How is training on public source code a legal problem? Can you provide some links for that claim?
What a bunch of pure fear mongering nonsense. The code that is produced by copilot indistinguishable from the rest of the code in the code base. Get over yourself.
I'd like to see people try to cite the sources for the code they wrote. It's highly improbable that without looking at anyone else's work in their lives, they would have created anything remotely similar to what they produced.
I open source my code specifically so that it can be re-used, ideally even for cases like this. To me, software freedom is the ability for it to be used for effectively any useful purpose, so that others don't have to do the same work again.
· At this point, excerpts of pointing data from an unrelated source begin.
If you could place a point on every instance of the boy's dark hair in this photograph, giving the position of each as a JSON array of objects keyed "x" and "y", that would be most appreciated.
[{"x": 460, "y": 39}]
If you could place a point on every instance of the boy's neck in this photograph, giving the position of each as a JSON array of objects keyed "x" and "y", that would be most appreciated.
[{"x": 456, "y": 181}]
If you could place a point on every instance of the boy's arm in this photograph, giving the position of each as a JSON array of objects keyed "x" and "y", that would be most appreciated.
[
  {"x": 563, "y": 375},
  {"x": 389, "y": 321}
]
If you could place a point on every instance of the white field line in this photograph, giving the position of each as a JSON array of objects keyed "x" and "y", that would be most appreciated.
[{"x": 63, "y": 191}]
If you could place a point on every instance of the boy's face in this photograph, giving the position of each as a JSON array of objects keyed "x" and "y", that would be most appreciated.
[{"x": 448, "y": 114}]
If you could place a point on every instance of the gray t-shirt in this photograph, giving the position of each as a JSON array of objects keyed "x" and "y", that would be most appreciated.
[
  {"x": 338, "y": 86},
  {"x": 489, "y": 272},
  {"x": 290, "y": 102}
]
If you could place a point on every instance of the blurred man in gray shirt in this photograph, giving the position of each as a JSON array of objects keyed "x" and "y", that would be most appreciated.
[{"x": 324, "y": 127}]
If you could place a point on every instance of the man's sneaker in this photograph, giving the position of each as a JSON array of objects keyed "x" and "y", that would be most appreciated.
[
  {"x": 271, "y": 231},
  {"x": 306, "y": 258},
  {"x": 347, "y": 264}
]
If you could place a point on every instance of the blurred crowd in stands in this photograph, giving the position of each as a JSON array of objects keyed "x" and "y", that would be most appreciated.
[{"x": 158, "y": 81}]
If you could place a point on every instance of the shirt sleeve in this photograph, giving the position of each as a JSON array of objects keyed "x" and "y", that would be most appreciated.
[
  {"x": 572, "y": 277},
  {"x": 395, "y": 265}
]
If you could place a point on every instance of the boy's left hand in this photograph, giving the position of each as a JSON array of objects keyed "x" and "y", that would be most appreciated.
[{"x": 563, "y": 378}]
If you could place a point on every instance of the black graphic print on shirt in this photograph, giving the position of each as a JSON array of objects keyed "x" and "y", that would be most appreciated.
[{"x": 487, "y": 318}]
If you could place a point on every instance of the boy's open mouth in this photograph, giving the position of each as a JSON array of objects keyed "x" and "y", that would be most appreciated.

I understand that some folks don't believe the same thing, and use copyleft licenses so that their code can't be re-used in a closed way, and that's fair. Github shouldn't be training their product on copyleft licenses.

It's fair to call out its misuse of certain licenses, but "the equivalent of money laundering for violation of Open Source licenses" is simply inaccurate, as many licenses allow this type of re-use explicitly.

Do you license your code under a license that doesn't require any form of attribution or preservation of copyright notices? (Even permissive Open Source licenses typically do require that.)

If you do, then by all means they're welcome to use it without attribution or preservation of copyright notices, per the terms of the license you used.

But for all the Open Source code, even permissive Open Source code, that does require attribution or preservation of copyright notices, that's still a license violation. People don't often think of permissive Open Source licenses as something that can be violated, but they absolutely can be.

Indeed, that is why I don't use it either.

Double-checking whether the generated part is a verbatim copy negates the speed advantage.

Possible infringements from similarity are even harder to search.

Yes, thank you this is exactly what I was looking out for in the announcement.

Was looking for a way to instruct CodePilot to abide by the following rules:

- Only use Apache v2, MIT or BSD licensed work for its recommendations. (Or a specific license set)

- Only use code trained on public repositories.

- Provide code attributions of the source code where the recommendations originate from.

I'm not sure if the last point is possible given these GPT type architectures but it would really help during code reviews.

> Only use Apache v2, MIT or BSD licensed

Even if you use code under these license, you are still supposed to credit the authors by reproducing the license. So you need to know where it came from. Do you credit all the software the model was trained on?

> Do you credit all the software the model was trained on.

That's a brilliant idea everyone can just copy and past the exact same attribution file and be done with it.

"Just" copy paste a multi GB file with endless lines of authors? Brilliant? I might be missing something here.
We're not using any ML based machine generated source code.

The remaining use of OSS code has attributions.

> This tool remains the equivalent of money laundering for violation of Open Source licenses

That's what a good chunk of people do anyway at work. No one really cares nor will care. We were already moving in that direction anyway this will just accelerate it.